A internet tem mais uma vantagem impensável em qualquer outra mídia. Só ela permite ter informação, comunicação e transação num mesmo veículo.

E isso é inédito na história da comunicação. Esse tripé também é a promessa da TV digital no futuro, que pode reanimar a TV…

Eu acho que a TV digital chegou dez anos atrasada ao Brasil para criar o hábito. Quando estão na frente da televisão, as pessoas preferem interagir com a geladeira. Já quando estão na frente do computador, elas gostam de interagir com ele e vêm aprendendo a fazer isso cada vez mais rápido.

E brasileiro tem muita experiência com caixa automático de banco… Os executivos que não estiveram em coma já entenderam essas mudanças de paradigma?

Há consciência, mas em graus variados. Acredito que as empresas anunciantes sejam as mais avançadas nessa conscientização, seguidas dos veículos de comunicação; as agências de publicidade, embora não todas, são as retardatárias do processo. Varia também a projeção que cada um faz em relação à entrada em vigor dos novos paradigmas. Alguns acham que isso é para já e outros crêem que podem esperar dez anos –e tentam retardar ao máximo a mudança para não sair de sua zona de conforto.

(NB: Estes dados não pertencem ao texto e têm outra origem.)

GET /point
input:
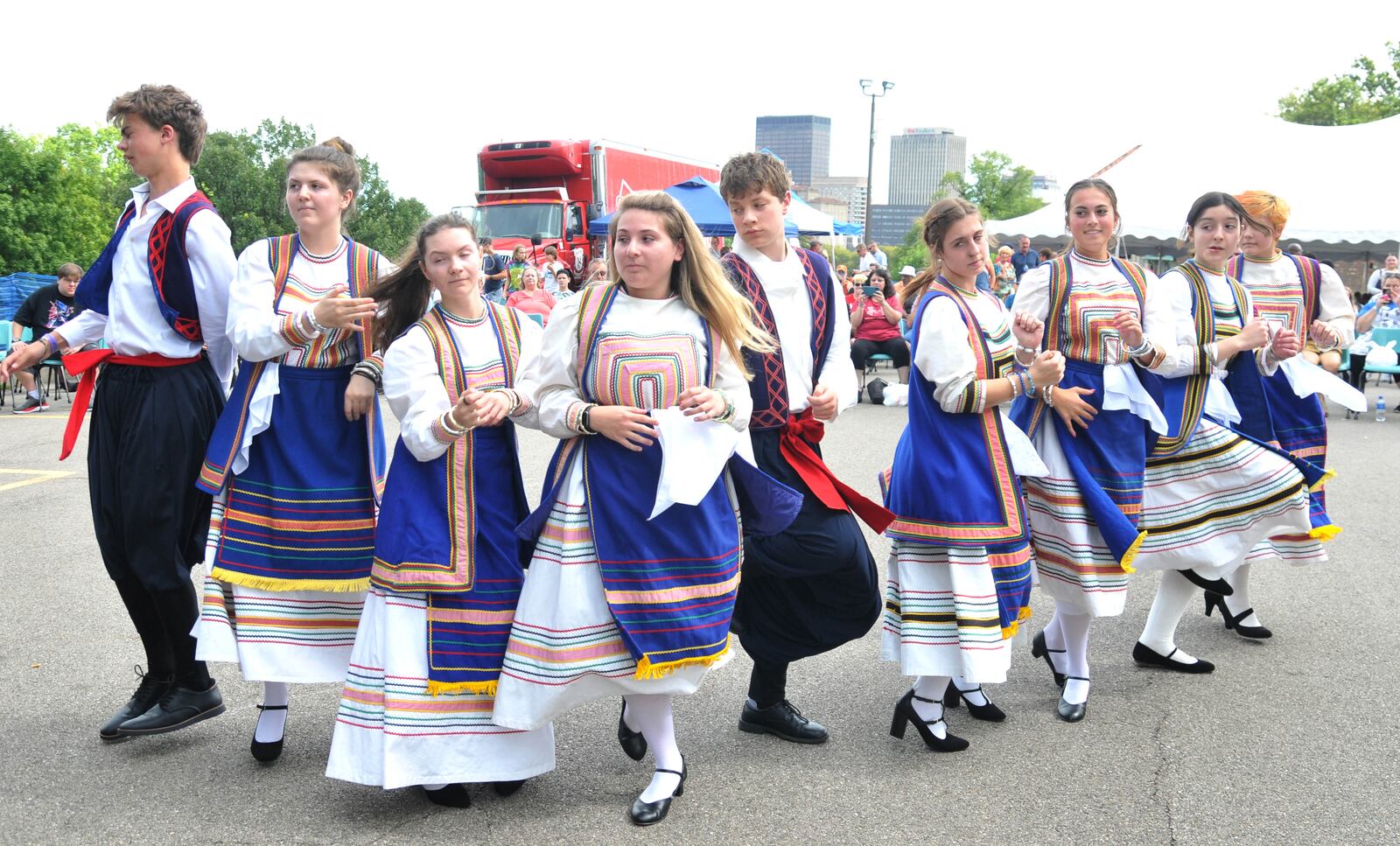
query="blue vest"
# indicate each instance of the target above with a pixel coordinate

Mas acho que quase todos já entendem que mudou o problema principal do marketing, que não é mais chegar aos consumidores, e sim obter sua atenção. Isso faz, por exemplo, com que um anúncio veiculado na TV Globo dispute não só com o da TV Record, mas também com o DVD, o game e até o barzinho da esquina.

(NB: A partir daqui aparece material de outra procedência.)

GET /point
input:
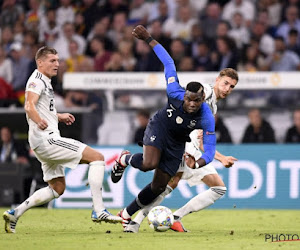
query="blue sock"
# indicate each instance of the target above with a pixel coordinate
(135, 160)
(145, 197)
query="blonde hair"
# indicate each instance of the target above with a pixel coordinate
(44, 51)
(232, 73)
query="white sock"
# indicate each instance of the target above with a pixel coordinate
(144, 212)
(201, 201)
(38, 198)
(125, 214)
(95, 177)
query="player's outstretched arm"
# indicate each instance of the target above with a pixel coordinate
(31, 99)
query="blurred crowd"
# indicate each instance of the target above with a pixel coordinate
(95, 35)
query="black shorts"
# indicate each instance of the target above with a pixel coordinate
(171, 150)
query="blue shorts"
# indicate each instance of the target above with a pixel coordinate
(171, 150)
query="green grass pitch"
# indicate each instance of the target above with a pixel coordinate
(233, 229)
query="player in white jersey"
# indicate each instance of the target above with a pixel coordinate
(188, 170)
(53, 151)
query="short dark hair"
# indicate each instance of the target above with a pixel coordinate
(44, 51)
(195, 87)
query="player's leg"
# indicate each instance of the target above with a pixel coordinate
(142, 214)
(147, 161)
(95, 178)
(54, 190)
(147, 195)
(216, 191)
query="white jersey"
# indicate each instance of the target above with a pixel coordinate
(41, 85)
(211, 99)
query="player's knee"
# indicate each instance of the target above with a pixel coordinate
(149, 165)
(158, 189)
(98, 156)
(218, 192)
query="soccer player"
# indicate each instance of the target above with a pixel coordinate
(224, 84)
(167, 132)
(53, 151)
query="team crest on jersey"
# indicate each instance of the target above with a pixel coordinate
(171, 79)
(192, 124)
(179, 120)
(49, 92)
(32, 85)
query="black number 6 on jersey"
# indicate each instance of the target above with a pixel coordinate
(51, 106)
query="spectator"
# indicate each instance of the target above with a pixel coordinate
(6, 70)
(7, 38)
(293, 133)
(162, 10)
(282, 59)
(142, 116)
(239, 31)
(65, 13)
(177, 50)
(76, 62)
(48, 29)
(265, 41)
(203, 60)
(158, 35)
(210, 20)
(292, 22)
(12, 150)
(292, 43)
(114, 63)
(62, 43)
(246, 8)
(186, 64)
(90, 15)
(228, 57)
(116, 33)
(181, 26)
(126, 50)
(222, 132)
(146, 59)
(10, 13)
(20, 67)
(259, 130)
(101, 56)
(139, 12)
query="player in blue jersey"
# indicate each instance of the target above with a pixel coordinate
(167, 132)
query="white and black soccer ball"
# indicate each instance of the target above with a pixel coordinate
(160, 218)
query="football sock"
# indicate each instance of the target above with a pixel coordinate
(144, 212)
(201, 201)
(135, 160)
(38, 198)
(95, 178)
(145, 197)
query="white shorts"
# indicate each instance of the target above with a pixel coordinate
(194, 176)
(56, 153)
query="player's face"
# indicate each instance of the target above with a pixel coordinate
(48, 65)
(192, 101)
(224, 86)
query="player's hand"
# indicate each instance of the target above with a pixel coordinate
(228, 161)
(66, 118)
(42, 124)
(189, 160)
(140, 32)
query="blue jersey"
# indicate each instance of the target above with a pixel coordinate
(170, 127)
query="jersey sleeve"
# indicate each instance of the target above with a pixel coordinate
(209, 136)
(174, 89)
(35, 86)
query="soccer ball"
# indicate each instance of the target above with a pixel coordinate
(160, 218)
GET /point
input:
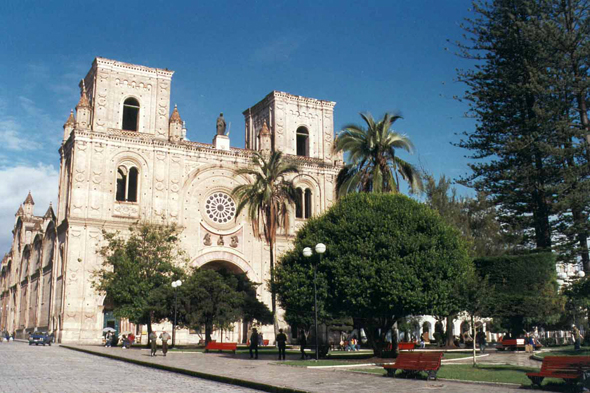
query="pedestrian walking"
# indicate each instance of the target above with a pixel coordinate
(164, 337)
(282, 344)
(302, 343)
(480, 338)
(577, 338)
(529, 343)
(153, 337)
(254, 343)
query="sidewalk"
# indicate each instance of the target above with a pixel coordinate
(268, 374)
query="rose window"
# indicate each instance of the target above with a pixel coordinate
(220, 208)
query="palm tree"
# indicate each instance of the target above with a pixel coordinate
(373, 165)
(267, 198)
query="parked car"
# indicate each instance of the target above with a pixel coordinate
(39, 338)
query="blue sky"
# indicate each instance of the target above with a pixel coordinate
(371, 56)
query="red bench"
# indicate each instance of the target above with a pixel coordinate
(414, 362)
(406, 346)
(213, 346)
(568, 368)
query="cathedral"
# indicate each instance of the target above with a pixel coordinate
(125, 158)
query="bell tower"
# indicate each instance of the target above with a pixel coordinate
(297, 125)
(128, 97)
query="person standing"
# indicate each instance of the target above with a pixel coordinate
(481, 341)
(153, 337)
(528, 343)
(282, 344)
(302, 344)
(164, 337)
(254, 343)
(577, 338)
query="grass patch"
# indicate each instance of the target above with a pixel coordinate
(456, 355)
(565, 351)
(186, 350)
(481, 373)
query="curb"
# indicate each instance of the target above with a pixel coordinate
(212, 377)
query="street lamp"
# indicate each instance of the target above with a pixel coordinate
(175, 285)
(320, 248)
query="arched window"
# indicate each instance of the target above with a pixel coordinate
(299, 203)
(130, 114)
(302, 142)
(307, 203)
(127, 184)
(303, 203)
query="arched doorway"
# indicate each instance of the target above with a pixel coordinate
(109, 320)
(234, 264)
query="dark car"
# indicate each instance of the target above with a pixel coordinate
(39, 338)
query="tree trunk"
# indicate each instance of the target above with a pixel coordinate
(149, 324)
(583, 236)
(275, 317)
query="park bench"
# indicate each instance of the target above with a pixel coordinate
(214, 346)
(264, 343)
(511, 344)
(569, 368)
(406, 346)
(415, 362)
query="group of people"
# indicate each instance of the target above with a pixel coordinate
(111, 340)
(577, 336)
(257, 340)
(164, 338)
(7, 337)
(350, 344)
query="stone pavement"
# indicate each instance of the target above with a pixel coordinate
(32, 369)
(267, 370)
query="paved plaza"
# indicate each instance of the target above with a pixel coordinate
(267, 370)
(59, 369)
(25, 369)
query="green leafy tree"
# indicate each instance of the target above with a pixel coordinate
(138, 270)
(267, 200)
(387, 257)
(524, 289)
(476, 219)
(218, 299)
(374, 165)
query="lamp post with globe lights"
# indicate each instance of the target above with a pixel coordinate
(320, 248)
(175, 285)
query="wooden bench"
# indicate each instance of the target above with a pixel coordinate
(213, 346)
(511, 344)
(415, 362)
(406, 346)
(568, 368)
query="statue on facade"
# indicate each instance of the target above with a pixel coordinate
(220, 125)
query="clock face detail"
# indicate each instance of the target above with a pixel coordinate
(220, 208)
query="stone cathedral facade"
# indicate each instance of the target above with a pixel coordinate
(125, 158)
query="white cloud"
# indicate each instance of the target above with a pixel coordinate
(11, 135)
(15, 184)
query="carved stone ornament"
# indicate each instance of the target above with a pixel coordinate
(234, 241)
(126, 210)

Você acha que é esse medo da mudança que está retardando a decolagem definitiva da publicidade na internet? Afinal de contas, apenas 2,8% do bolo publicitário total vai para a internet…

Pode ser um dos fatores, mas há outro: a grande maioria está tratando da internet apenas como uma mídia adicional, usando nela as mesmas premissas das mídias tradicionais. Por exemplo, estão criando banners, que são mini-outdoors invasivos, em vez de gerar novos formatos interativos. Ainda não existe, com raras e honrosas exceções, competência criativa para a internet. É um desperdício de potencial.

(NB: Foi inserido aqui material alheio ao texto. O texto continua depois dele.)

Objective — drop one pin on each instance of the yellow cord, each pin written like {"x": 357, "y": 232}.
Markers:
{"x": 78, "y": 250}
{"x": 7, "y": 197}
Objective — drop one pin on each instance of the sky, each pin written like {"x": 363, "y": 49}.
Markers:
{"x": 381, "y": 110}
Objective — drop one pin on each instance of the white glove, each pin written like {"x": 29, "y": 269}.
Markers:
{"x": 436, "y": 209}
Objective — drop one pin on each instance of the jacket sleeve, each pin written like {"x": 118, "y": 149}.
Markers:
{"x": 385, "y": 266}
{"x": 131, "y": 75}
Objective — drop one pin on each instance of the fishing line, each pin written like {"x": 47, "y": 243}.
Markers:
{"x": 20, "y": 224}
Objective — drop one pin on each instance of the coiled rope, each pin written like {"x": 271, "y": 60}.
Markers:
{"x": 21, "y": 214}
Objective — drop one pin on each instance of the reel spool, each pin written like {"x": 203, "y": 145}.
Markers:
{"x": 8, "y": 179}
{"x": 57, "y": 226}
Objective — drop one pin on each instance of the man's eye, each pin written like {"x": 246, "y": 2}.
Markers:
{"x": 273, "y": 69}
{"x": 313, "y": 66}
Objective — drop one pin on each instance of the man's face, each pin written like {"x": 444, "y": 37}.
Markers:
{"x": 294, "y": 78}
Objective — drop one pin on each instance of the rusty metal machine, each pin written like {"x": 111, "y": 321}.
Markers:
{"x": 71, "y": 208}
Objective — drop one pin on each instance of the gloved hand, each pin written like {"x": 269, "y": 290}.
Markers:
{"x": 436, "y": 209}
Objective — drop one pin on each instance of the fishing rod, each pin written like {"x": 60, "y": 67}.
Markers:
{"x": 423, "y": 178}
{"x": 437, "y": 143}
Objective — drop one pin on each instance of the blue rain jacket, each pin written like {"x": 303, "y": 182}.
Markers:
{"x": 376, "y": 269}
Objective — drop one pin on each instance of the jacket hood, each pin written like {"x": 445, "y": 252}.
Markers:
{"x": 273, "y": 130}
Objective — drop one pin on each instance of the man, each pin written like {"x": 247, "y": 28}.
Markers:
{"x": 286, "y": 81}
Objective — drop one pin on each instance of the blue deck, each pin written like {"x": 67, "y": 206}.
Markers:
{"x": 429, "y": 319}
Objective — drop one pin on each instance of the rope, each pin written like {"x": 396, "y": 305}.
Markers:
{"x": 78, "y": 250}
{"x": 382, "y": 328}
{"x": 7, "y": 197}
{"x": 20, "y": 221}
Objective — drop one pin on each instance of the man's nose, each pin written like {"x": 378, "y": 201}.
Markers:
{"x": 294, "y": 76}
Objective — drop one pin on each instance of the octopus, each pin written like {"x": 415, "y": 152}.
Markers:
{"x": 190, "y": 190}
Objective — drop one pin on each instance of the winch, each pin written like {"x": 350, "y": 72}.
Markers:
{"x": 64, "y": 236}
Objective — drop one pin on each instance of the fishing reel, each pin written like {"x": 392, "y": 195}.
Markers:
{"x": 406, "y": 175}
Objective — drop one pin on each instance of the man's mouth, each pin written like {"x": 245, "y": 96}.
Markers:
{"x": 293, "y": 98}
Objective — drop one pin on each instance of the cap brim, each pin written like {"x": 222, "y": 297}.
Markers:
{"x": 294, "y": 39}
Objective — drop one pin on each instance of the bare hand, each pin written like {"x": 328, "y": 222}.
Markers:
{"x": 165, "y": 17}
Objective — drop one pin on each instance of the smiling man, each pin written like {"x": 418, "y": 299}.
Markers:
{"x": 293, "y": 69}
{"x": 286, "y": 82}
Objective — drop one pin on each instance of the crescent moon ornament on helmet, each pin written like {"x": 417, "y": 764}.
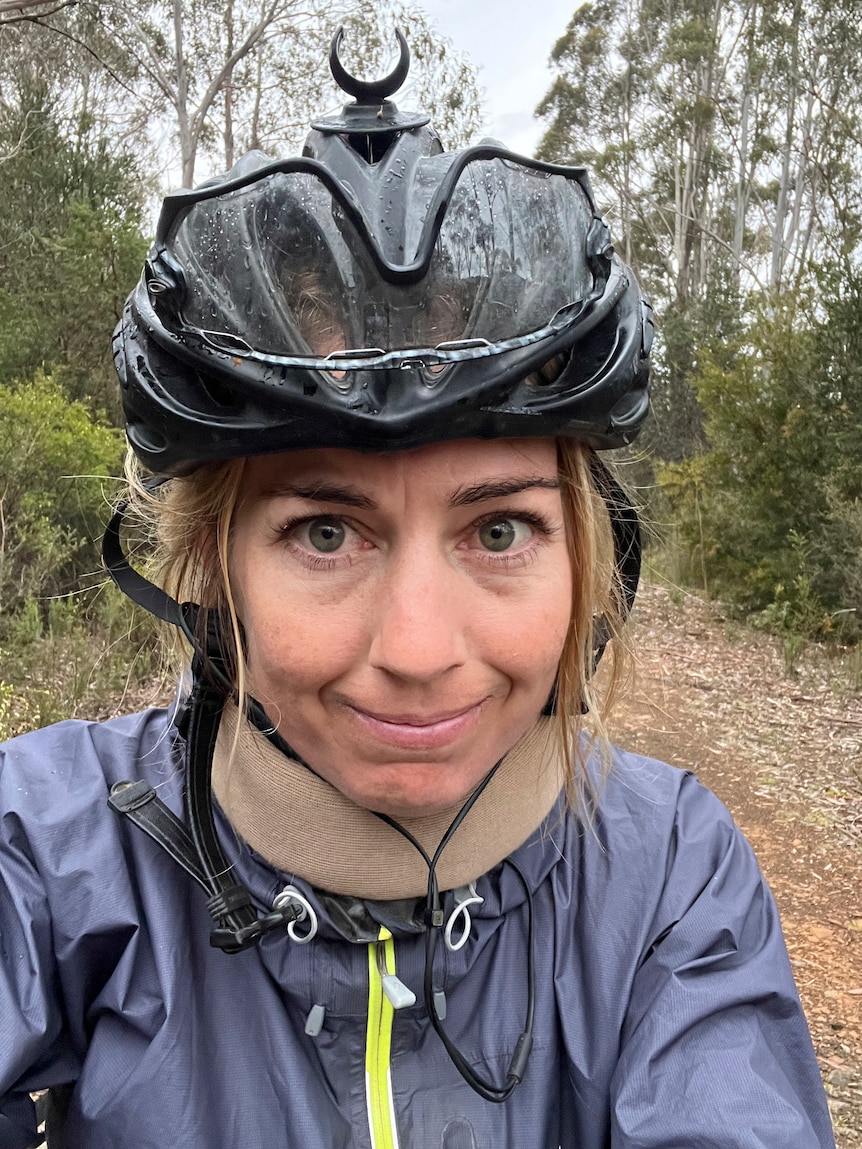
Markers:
{"x": 381, "y": 293}
{"x": 375, "y": 293}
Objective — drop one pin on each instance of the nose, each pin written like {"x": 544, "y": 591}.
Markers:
{"x": 421, "y": 621}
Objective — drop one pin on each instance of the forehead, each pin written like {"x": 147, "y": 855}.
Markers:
{"x": 446, "y": 464}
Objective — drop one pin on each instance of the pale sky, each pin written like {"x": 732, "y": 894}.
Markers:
{"x": 510, "y": 40}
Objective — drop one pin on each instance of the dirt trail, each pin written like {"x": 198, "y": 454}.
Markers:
{"x": 782, "y": 746}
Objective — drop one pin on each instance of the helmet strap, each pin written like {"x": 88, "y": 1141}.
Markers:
{"x": 193, "y": 843}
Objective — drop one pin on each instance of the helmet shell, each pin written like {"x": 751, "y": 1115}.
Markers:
{"x": 378, "y": 293}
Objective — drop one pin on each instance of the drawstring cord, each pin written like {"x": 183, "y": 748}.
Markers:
{"x": 435, "y": 920}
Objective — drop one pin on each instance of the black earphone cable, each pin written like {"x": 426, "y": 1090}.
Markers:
{"x": 433, "y": 924}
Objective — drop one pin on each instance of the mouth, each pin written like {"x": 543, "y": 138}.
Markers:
{"x": 420, "y": 731}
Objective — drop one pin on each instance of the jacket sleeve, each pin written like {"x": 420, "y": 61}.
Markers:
{"x": 715, "y": 1051}
{"x": 33, "y": 1049}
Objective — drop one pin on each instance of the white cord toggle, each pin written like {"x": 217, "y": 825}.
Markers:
{"x": 464, "y": 897}
{"x": 291, "y": 894}
{"x": 400, "y": 996}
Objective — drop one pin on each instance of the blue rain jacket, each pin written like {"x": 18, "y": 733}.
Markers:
{"x": 667, "y": 1016}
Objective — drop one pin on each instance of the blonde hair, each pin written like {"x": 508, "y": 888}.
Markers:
{"x": 189, "y": 523}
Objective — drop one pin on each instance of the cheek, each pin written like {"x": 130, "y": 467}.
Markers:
{"x": 528, "y": 635}
{"x": 293, "y": 642}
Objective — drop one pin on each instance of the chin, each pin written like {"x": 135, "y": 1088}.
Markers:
{"x": 416, "y": 797}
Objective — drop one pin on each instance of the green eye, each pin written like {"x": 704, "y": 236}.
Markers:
{"x": 325, "y": 536}
{"x": 498, "y": 536}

Como seriam os novos formatos publicitários para a internet? No que vocês apostam na Young & Rubicam, por exemplo?

Aqui nós apostamos na abordagem MVV, que junta publicidade –o M é de Madison Avenue, a meca das agências, em Nova York–, entretenimento –o V é de Vine Street, rua dos grandes estúdios de TV e cinema em Hollywood– e interatividade –o V é de Valley, Silicon Valley [Vale do Silício], coração de toda a tecnologia da internet. Tanto que no comando da Young temos Roberto Justus [CEO] e Marcos Quintela [COO, executivo-chefe de operações], muito ligados ao universo do entretenimento; Tomás Lorente, um dos ícones criativos da publicidade; e eu, que sou um especialista em inovação digital, representando a interatividade. Não dá mais para primeiro fazer a propaganda e depois ver o que acontece. A gente vai ter de pensar, desde o princípio, nas formas de conquistar a atenção do consumidor com base nesse tripé.

Você falou do Roberto Justus, que se tornou celebridade e, por isso, alvo das críticas de alguns. Ser celebridade é tão importante assim para o marketing?

Acho que sim. Para atuar nessas três áreas de maneira sinérgica, é preciso ter, mais que know-how, knowwho. E essa é uma enorme vantagem competitiva que possuímos.

Informação fica fora do MVV?

É justamente a parte da publicidade. A propaganda nasceu para informar pessoas e auxiliá-las em suas decisões de consumo. Com o passar do tempo, a mensagem foi ficando cada vez mais curta e a propaganda passou a ter as funções de posicionar marca, criar imagem, de lançar novidade, abandonando a função informativa.

A propaganda está trilhando um caminho cada vez mais minimalista com uma foto estourada, quase nenhum texto e o logo do cliente bem no cantinho, onde o goleiro não pega. Acontece que nós estamos inundados por dados e famintos por informação. Por isso, várias coisas vão ter de acontecer: primeiro, a propaganda, de alguma forma, vai ter que se integrar ao conteúdo. A segunda é o crescimento dos documercials e advertorials, respectivamente programas e artigos feitos por empresas para dar todas as informações sobre seus produtos. E a terceira coisa é a inclusão de conteúdo nos intervalos de TV, rádio, revista, financiada por anunciantes. A sinergia entre publicidade e conteúdo deve crescer muito.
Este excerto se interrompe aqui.